Serbest Fırka kurucuları arasında bulunan Ağaoğlu, fırka başkanı Fethi Okyar ile birlikte muhalefet söylemlerini özellikle devlet adına yapılan yolsuzluklara, devletçiliğin Türkiye’de devlet eliyle fert zengin etme politikasına dönüştüğüne vurgu yaparak sürdürmüşlerdir (Trak, 1983: 1088).

Birinci Sanayi Planı (1933-1937) 3.1.2.3

1930-1933 yılları, ekonomik meselelere devletçe yön verilmesine ve çeşitli konuların birer incelemeye tabi tutularak programlanmasına neden olmuştur. İncelemeler yapıldıkça hükümet Atatürk’e bilgi vermekte ve özellikle endüstri kuruluşlarının yeri üzerinde Genel Kurmay Başkanı Mareşal Fevzi Çakmak ile uzun müzakereler yapılmaktaydı (İnan, 1972: 13).

Kuruç’a göre, 1930’larda benimsenen düşünce sanayinin planla kurulacağıdır.
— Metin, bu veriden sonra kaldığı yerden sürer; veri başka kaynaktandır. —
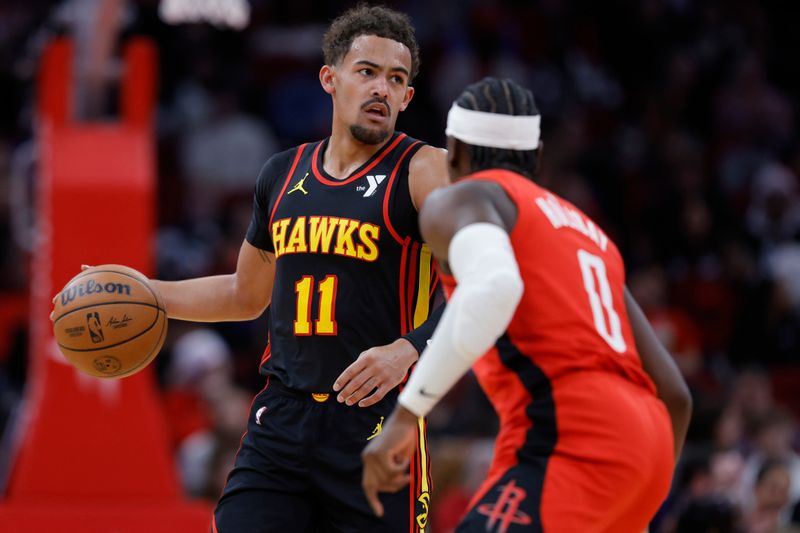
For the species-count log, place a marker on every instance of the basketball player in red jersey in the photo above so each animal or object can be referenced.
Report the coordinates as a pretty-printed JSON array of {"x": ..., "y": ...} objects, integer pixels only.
[
  {"x": 593, "y": 412},
  {"x": 334, "y": 249}
]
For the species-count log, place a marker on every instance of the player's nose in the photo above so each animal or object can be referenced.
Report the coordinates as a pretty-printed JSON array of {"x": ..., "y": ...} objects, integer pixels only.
[{"x": 380, "y": 87}]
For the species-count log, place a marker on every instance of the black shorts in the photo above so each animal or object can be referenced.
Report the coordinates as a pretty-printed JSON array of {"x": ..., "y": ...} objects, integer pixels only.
[{"x": 299, "y": 470}]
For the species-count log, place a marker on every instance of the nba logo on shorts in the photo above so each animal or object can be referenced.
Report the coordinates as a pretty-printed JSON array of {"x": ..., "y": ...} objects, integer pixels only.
[{"x": 95, "y": 328}]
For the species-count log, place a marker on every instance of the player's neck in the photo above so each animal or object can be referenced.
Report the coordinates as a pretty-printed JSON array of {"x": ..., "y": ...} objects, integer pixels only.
[{"x": 344, "y": 154}]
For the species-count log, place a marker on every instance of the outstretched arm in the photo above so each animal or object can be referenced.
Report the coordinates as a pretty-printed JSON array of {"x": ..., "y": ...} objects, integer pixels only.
[
  {"x": 464, "y": 227},
  {"x": 242, "y": 295},
  {"x": 658, "y": 363}
]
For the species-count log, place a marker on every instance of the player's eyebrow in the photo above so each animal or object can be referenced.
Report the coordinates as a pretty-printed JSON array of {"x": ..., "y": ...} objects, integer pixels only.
[{"x": 377, "y": 66}]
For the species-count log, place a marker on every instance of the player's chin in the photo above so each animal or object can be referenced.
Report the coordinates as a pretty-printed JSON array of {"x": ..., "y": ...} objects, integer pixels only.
[{"x": 369, "y": 134}]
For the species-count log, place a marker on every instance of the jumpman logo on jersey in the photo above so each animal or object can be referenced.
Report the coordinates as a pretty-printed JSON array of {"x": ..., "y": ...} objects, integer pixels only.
[
  {"x": 377, "y": 430},
  {"x": 506, "y": 509},
  {"x": 299, "y": 186}
]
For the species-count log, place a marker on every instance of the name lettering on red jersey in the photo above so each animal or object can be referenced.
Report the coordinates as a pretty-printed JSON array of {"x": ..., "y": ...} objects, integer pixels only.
[
  {"x": 561, "y": 215},
  {"x": 326, "y": 235}
]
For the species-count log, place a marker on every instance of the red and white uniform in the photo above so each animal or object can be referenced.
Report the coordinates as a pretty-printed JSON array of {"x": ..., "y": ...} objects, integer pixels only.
[{"x": 584, "y": 443}]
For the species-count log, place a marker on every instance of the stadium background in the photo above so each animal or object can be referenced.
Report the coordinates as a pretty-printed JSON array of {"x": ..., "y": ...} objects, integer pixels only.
[{"x": 671, "y": 122}]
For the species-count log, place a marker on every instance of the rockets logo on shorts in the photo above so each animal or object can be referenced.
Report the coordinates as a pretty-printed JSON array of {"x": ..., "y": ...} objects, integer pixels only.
[{"x": 505, "y": 511}]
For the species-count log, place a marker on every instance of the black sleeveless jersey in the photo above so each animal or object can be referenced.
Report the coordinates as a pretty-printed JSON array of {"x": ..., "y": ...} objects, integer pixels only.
[{"x": 352, "y": 271}]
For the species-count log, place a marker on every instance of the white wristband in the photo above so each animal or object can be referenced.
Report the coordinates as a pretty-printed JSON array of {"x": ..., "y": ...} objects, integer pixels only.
[{"x": 482, "y": 306}]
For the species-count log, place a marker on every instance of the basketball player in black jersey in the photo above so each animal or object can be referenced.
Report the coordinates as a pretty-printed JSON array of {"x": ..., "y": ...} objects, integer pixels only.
[{"x": 334, "y": 249}]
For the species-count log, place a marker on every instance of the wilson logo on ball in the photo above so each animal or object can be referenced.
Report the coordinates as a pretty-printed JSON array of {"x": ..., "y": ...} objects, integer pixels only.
[{"x": 90, "y": 287}]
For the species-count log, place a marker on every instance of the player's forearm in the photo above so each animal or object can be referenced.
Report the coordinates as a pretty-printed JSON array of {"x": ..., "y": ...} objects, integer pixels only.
[
  {"x": 210, "y": 299},
  {"x": 659, "y": 365}
]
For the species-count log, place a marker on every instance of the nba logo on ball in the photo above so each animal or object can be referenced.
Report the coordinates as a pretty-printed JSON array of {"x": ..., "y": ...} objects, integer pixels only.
[
  {"x": 95, "y": 328},
  {"x": 109, "y": 322}
]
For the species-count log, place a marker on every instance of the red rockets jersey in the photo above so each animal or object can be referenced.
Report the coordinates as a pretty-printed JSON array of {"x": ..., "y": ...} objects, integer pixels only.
[{"x": 572, "y": 315}]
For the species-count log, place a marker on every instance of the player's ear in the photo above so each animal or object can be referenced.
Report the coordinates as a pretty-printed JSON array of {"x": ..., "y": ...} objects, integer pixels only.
[
  {"x": 409, "y": 95},
  {"x": 326, "y": 78}
]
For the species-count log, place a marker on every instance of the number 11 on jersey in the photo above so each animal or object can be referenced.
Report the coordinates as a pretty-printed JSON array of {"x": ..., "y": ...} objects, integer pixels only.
[{"x": 326, "y": 321}]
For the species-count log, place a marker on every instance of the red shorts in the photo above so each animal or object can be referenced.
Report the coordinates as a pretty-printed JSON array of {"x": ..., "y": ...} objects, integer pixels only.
[{"x": 594, "y": 456}]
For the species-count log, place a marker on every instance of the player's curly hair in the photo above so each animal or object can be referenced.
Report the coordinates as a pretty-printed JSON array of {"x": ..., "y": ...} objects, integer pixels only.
[
  {"x": 493, "y": 95},
  {"x": 369, "y": 20}
]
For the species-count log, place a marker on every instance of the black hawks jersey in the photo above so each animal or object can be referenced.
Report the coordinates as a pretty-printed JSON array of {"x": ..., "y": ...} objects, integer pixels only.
[{"x": 352, "y": 272}]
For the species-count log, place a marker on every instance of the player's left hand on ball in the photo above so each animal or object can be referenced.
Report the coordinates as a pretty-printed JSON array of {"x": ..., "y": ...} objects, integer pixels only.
[
  {"x": 375, "y": 372},
  {"x": 387, "y": 457}
]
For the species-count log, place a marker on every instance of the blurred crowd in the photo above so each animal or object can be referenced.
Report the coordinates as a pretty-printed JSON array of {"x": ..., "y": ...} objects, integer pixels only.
[{"x": 673, "y": 123}]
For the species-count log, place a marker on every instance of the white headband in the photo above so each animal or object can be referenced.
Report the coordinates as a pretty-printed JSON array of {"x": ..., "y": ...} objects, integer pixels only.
[{"x": 514, "y": 132}]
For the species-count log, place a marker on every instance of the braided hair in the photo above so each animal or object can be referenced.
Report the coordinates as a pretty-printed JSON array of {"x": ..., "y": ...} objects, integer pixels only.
[{"x": 493, "y": 95}]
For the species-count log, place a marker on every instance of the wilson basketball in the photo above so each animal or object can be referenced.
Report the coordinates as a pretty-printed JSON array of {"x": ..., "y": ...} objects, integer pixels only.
[{"x": 109, "y": 322}]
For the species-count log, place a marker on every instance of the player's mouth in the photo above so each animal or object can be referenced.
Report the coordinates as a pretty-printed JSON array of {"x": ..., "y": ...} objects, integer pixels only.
[{"x": 376, "y": 111}]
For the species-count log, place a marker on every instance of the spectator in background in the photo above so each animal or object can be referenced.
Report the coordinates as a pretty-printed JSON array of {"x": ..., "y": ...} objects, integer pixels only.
[
  {"x": 773, "y": 443},
  {"x": 770, "y": 497}
]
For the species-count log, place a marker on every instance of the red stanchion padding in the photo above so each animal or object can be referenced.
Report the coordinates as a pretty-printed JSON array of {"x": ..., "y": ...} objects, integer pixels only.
[{"x": 92, "y": 454}]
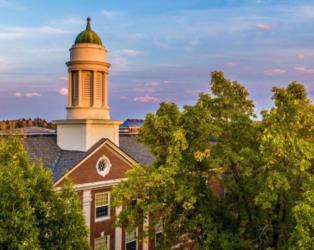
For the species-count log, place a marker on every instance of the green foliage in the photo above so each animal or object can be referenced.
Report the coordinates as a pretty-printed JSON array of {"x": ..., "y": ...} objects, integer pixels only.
[
  {"x": 265, "y": 167},
  {"x": 34, "y": 215}
]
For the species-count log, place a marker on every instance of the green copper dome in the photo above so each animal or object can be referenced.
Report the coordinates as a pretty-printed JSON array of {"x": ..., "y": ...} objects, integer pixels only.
[{"x": 88, "y": 35}]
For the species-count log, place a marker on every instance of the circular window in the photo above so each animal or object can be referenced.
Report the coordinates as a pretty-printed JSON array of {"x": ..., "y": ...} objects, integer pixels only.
[{"x": 103, "y": 166}]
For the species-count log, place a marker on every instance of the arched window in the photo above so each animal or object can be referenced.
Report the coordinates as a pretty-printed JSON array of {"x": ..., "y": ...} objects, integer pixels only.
[
  {"x": 87, "y": 82},
  {"x": 74, "y": 87}
]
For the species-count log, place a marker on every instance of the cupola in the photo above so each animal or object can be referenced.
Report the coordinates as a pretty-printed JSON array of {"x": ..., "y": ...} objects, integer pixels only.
[{"x": 88, "y": 35}]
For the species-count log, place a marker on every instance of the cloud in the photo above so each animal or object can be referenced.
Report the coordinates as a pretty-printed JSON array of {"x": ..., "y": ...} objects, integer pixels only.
[
  {"x": 130, "y": 52},
  {"x": 148, "y": 87},
  {"x": 301, "y": 56},
  {"x": 32, "y": 94},
  {"x": 146, "y": 99},
  {"x": 63, "y": 78},
  {"x": 274, "y": 72},
  {"x": 109, "y": 13},
  {"x": 12, "y": 33},
  {"x": 63, "y": 91},
  {"x": 263, "y": 26},
  {"x": 27, "y": 94},
  {"x": 48, "y": 50},
  {"x": 305, "y": 71},
  {"x": 4, "y": 64}
]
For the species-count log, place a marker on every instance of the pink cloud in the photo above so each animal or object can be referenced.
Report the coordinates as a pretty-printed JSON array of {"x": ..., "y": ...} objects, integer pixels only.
[
  {"x": 63, "y": 91},
  {"x": 27, "y": 94},
  {"x": 263, "y": 26},
  {"x": 304, "y": 70},
  {"x": 274, "y": 72},
  {"x": 301, "y": 56},
  {"x": 146, "y": 99},
  {"x": 32, "y": 94},
  {"x": 63, "y": 78}
]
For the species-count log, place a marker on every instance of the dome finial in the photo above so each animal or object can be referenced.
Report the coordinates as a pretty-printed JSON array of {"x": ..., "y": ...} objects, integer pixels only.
[{"x": 88, "y": 23}]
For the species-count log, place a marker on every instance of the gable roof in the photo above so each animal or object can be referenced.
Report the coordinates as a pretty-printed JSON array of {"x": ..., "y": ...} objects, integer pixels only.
[
  {"x": 132, "y": 123},
  {"x": 62, "y": 161}
]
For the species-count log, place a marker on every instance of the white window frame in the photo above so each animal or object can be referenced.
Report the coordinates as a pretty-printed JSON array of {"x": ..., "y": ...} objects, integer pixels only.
[
  {"x": 108, "y": 166},
  {"x": 104, "y": 217},
  {"x": 136, "y": 233},
  {"x": 158, "y": 230},
  {"x": 103, "y": 236}
]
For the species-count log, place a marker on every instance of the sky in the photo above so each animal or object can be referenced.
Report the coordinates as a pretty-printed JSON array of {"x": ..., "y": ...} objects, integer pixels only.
[{"x": 160, "y": 50}]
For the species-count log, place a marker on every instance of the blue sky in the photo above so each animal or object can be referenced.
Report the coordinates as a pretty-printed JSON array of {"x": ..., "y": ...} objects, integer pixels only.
[{"x": 159, "y": 50}]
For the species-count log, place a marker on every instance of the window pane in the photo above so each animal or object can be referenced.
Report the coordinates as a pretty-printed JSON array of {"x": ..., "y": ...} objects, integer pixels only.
[
  {"x": 131, "y": 245},
  {"x": 101, "y": 199},
  {"x": 102, "y": 211},
  {"x": 74, "y": 88},
  {"x": 158, "y": 239},
  {"x": 102, "y": 243},
  {"x": 130, "y": 236}
]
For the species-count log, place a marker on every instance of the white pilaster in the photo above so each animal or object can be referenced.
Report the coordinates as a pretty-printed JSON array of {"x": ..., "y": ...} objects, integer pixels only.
[
  {"x": 118, "y": 233},
  {"x": 94, "y": 88},
  {"x": 80, "y": 88},
  {"x": 145, "y": 227},
  {"x": 87, "y": 200},
  {"x": 70, "y": 89}
]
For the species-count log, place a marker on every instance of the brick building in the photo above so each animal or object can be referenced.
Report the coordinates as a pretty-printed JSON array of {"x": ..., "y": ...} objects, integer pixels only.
[{"x": 87, "y": 146}]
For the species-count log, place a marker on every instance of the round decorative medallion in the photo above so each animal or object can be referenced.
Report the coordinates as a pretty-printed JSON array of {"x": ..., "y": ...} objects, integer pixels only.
[{"x": 103, "y": 166}]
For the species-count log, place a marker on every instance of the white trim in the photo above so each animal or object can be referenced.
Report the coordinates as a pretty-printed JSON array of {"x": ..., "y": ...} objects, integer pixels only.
[
  {"x": 103, "y": 218},
  {"x": 118, "y": 232},
  {"x": 146, "y": 239},
  {"x": 107, "y": 167},
  {"x": 98, "y": 184},
  {"x": 136, "y": 235},
  {"x": 110, "y": 144},
  {"x": 103, "y": 236},
  {"x": 87, "y": 200}
]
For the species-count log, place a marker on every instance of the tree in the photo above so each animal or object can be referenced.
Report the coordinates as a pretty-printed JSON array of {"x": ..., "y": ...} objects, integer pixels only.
[
  {"x": 33, "y": 214},
  {"x": 265, "y": 168}
]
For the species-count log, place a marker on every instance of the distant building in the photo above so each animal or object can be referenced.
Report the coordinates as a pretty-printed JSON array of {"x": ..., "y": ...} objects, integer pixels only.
[
  {"x": 87, "y": 146},
  {"x": 131, "y": 126}
]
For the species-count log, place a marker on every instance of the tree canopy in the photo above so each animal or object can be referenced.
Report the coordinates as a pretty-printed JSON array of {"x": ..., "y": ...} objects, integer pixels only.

Çünkü sanayini özünde ne istediğini bilmek, tasarlamak ve kurmak vardır. Bu nedenle amaca ulaşmanın tek yolu plandır. Plan bir merkezden yapılmalı ve yürütülmelidir. Ayrıca plan gitgide genişleyecek bir harekettir ve devlet tarafından yürütülmelidir (Kuruç, 2001: 114).

Devletçilik döneminin başlıca özelliği, devlet işletmeciliği konusunda liberal dönemde yaşanan çekingenlikten vazgeçilen bir dönem olmasıdır. Devlet bu dönemde tek başına işletmeler kurmuş ve işletmiştir. İlk Beş Yıllık Kalkınma Planı (1933-1937) yürürlüğe konmuş ve uygulanmıştır. Bu plan günümüzde algılanan planlar gibi değildir. Yalnızca devletin, dar anlamda sınai yatırımlarını içermektedir. Özel teşebbüs yatırımları gibi, merkezi devlet dışında kalan kamu otoritelerinin sınai yatırımları plan dışında bırakılmıştır (Avcıoğlu, 2001: 451).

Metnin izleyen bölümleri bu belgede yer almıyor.